父の縁側、私の書斎(壇ふみ 著) part2 |
「戦後、日本人が失ったのは縁側である」縁側に 「外に向かって、ゆったり、温かく開いている」 という 「こころのあり方」の意味をも持たせています。
正確な言葉は忘れたが、森繁久弥さんが確かそんなことをおっしゃっていたように思う。縁側そのものよりも、むしろ縁側の文化、つまり人の心にある縁側を惜しんでいらしたのではないだろうか。縁側には玄関ほどのよそよそしさ、ものものしさはない。勝手口のような、せわしなさもない。外に向かって、ゆったり、温かく開いている。 (こころの縁側)

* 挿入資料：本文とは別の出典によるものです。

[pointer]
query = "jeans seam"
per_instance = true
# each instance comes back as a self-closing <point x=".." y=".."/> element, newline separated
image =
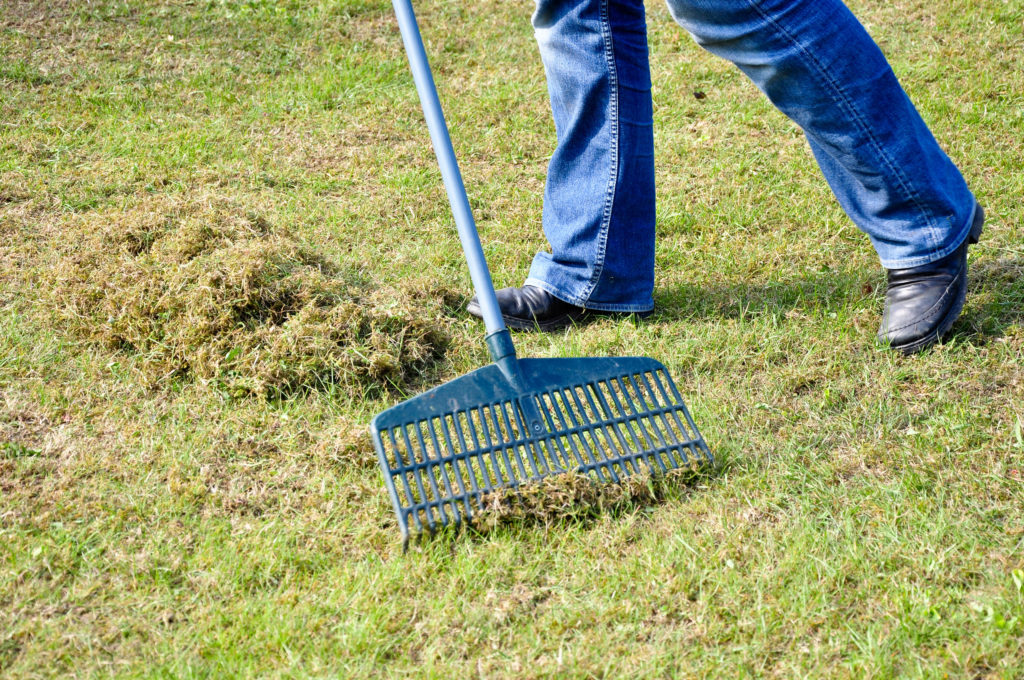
<point x="609" y="55"/>
<point x="855" y="115"/>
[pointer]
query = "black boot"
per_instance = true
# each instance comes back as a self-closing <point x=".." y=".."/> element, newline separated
<point x="923" y="302"/>
<point x="532" y="308"/>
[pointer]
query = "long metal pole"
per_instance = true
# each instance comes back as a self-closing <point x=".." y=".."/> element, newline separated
<point x="450" y="168"/>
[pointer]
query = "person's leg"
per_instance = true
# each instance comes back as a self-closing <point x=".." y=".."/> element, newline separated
<point x="817" y="65"/>
<point x="599" y="199"/>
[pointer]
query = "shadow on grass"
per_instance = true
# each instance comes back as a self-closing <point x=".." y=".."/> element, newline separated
<point x="570" y="501"/>
<point x="994" y="301"/>
<point x="824" y="291"/>
<point x="995" y="297"/>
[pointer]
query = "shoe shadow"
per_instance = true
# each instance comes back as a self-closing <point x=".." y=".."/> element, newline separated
<point x="823" y="291"/>
<point x="994" y="300"/>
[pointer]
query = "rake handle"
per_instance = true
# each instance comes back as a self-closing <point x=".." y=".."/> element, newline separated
<point x="450" y="169"/>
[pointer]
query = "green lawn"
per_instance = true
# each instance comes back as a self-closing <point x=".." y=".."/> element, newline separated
<point x="196" y="198"/>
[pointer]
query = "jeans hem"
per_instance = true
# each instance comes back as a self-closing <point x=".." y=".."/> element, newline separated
<point x="938" y="255"/>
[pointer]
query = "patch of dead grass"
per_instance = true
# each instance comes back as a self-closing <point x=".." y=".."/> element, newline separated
<point x="204" y="290"/>
<point x="572" y="497"/>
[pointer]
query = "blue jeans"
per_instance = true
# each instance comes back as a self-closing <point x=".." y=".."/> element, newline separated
<point x="815" y="62"/>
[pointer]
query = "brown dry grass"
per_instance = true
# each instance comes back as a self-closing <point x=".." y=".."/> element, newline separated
<point x="206" y="290"/>
<point x="573" y="497"/>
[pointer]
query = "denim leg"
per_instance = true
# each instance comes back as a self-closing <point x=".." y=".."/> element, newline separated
<point x="599" y="198"/>
<point x="819" y="67"/>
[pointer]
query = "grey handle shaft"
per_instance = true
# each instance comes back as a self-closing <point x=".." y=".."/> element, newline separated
<point x="450" y="168"/>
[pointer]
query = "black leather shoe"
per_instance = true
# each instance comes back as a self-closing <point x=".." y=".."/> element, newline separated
<point x="532" y="308"/>
<point x="923" y="302"/>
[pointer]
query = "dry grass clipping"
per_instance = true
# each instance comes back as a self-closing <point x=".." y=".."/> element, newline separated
<point x="572" y="497"/>
<point x="210" y="292"/>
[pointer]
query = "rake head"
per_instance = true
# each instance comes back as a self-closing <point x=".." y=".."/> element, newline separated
<point x="607" y="418"/>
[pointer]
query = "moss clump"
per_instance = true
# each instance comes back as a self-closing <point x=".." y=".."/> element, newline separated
<point x="209" y="292"/>
<point x="572" y="497"/>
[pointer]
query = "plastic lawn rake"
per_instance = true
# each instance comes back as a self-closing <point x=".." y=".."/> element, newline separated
<point x="518" y="420"/>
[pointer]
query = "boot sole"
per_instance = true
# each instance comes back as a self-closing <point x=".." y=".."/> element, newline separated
<point x="950" y="317"/>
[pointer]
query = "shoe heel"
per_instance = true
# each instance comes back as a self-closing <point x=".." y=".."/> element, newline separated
<point x="976" y="226"/>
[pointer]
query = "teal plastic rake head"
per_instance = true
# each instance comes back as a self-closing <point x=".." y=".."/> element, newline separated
<point x="518" y="420"/>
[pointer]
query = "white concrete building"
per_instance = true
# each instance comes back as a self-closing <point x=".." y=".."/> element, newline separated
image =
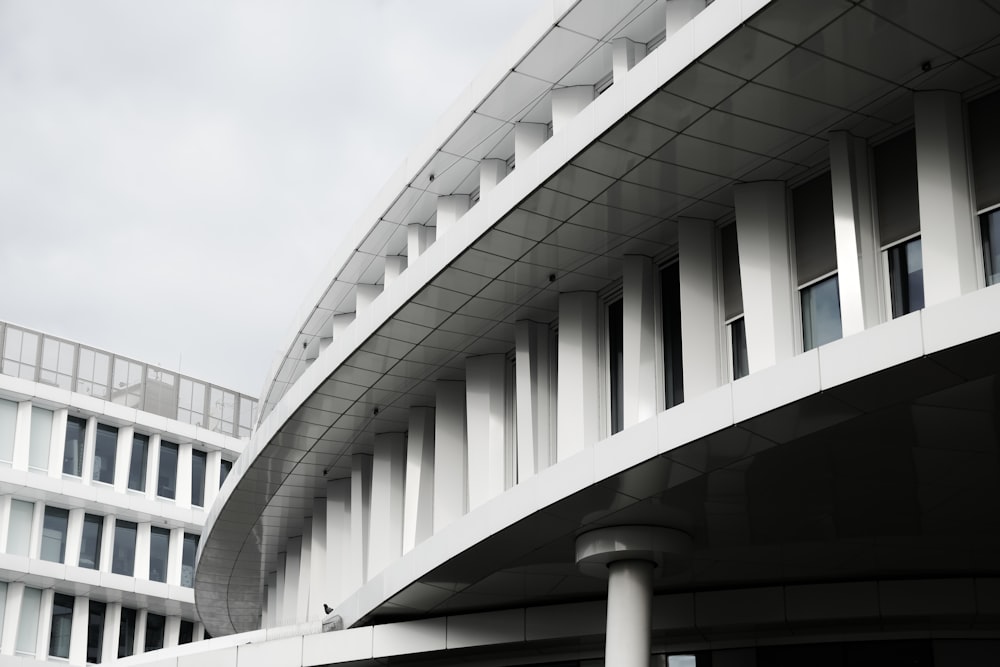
<point x="675" y="343"/>
<point x="107" y="468"/>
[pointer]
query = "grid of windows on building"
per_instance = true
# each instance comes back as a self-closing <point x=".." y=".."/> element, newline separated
<point x="31" y="355"/>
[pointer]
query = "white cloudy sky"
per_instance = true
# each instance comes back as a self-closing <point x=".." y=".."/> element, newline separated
<point x="175" y="174"/>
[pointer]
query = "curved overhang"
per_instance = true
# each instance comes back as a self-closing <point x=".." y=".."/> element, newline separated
<point x="746" y="91"/>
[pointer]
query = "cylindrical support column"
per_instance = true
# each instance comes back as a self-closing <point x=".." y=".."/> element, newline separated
<point x="630" y="602"/>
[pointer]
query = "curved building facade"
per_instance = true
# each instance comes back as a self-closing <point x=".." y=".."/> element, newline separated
<point x="107" y="468"/>
<point x="675" y="343"/>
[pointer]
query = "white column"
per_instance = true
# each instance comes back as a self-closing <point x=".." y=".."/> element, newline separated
<point x="58" y="444"/>
<point x="535" y="396"/>
<point x="302" y="596"/>
<point x="947" y="216"/>
<point x="491" y="172"/>
<point x="123" y="457"/>
<point x="567" y="103"/>
<point x="639" y="339"/>
<point x="449" y="209"/>
<point x="183" y="488"/>
<point x="364" y="296"/>
<point x="89" y="446"/>
<point x="450" y="486"/>
<point x="418" y="507"/>
<point x="417" y="241"/>
<point x="142" y="533"/>
<point x="388" y="477"/>
<point x="765" y="272"/>
<point x="78" y="631"/>
<point x="858" y="263"/>
<point x="317" y="562"/>
<point x="624" y="55"/>
<point x="290" y="590"/>
<point x="485" y="426"/>
<point x="680" y="12"/>
<point x="394" y="267"/>
<point x="22" y="437"/>
<point x="579" y="378"/>
<point x="74" y="535"/>
<point x="361" y="496"/>
<point x="701" y="308"/>
<point x="341" y="580"/>
<point x="528" y="138"/>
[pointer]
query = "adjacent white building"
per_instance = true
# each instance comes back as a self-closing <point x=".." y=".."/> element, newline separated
<point x="676" y="343"/>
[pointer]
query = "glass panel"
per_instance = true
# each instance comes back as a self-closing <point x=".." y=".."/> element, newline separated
<point x="105" y="450"/>
<point x="137" y="464"/>
<point x="73" y="451"/>
<point x="225" y="467"/>
<point x="19" y="527"/>
<point x="123" y="554"/>
<point x="92" y="371"/>
<point x="990" y="227"/>
<point x="62" y="625"/>
<point x="906" y="277"/>
<point x="27" y="623"/>
<point x="161" y="392"/>
<point x="187" y="559"/>
<point x="54" y="535"/>
<point x="199" y="466"/>
<point x="126" y="633"/>
<point x="155" y="626"/>
<point x="20" y="354"/>
<point x="90" y="541"/>
<point x="821" y="313"/>
<point x="126" y="383"/>
<point x="222" y="411"/>
<point x="8" y="421"/>
<point x="673" y="360"/>
<point x="616" y="365"/>
<point x="41" y="438"/>
<point x="159" y="548"/>
<point x="57" y="363"/>
<point x="166" y="485"/>
<point x="95" y="631"/>
<point x="191" y="402"/>
<point x="738" y="340"/>
<point x="186" y="635"/>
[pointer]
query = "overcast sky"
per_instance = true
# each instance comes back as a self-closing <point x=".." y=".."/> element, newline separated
<point x="174" y="175"/>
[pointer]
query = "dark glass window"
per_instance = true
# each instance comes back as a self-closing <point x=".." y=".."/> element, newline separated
<point x="186" y="635"/>
<point x="989" y="224"/>
<point x="95" y="631"/>
<point x="673" y="361"/>
<point x="738" y="340"/>
<point x="190" y="550"/>
<point x="821" y="313"/>
<point x="616" y="362"/>
<point x="123" y="554"/>
<point x="73" y="452"/>
<point x="126" y="633"/>
<point x="225" y="467"/>
<point x="104" y="454"/>
<point x="906" y="277"/>
<point x="166" y="485"/>
<point x="54" y="535"/>
<point x="137" y="465"/>
<point x="199" y="466"/>
<point x="90" y="541"/>
<point x="155" y="629"/>
<point x="159" y="547"/>
<point x="62" y="625"/>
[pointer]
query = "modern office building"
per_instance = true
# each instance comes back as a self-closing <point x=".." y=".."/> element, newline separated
<point x="675" y="343"/>
<point x="107" y="468"/>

縁側の起源はよく知りませんが、少し前(私がこどもだった頃)の家では、座敷と庭の緩衝地帯のような、別に何に使うでも無い、普段は座布団が干されている場所 といった感じでしょうか。たまにおばあちゃんが裁縫してたり、腰掛けて近所の人と話をする場所でもありました。
日本の家屋にはこのように「曖昧な空間」が存在し、この外に開いた「曖昧な空間」があることが日本家屋を特徴付けてもいます。
計画中の「新しい展示場」には、ダイニングの延長とも和室の延長ともいえない、この「曖昧な空間」を設けています。現代の縁側ですね。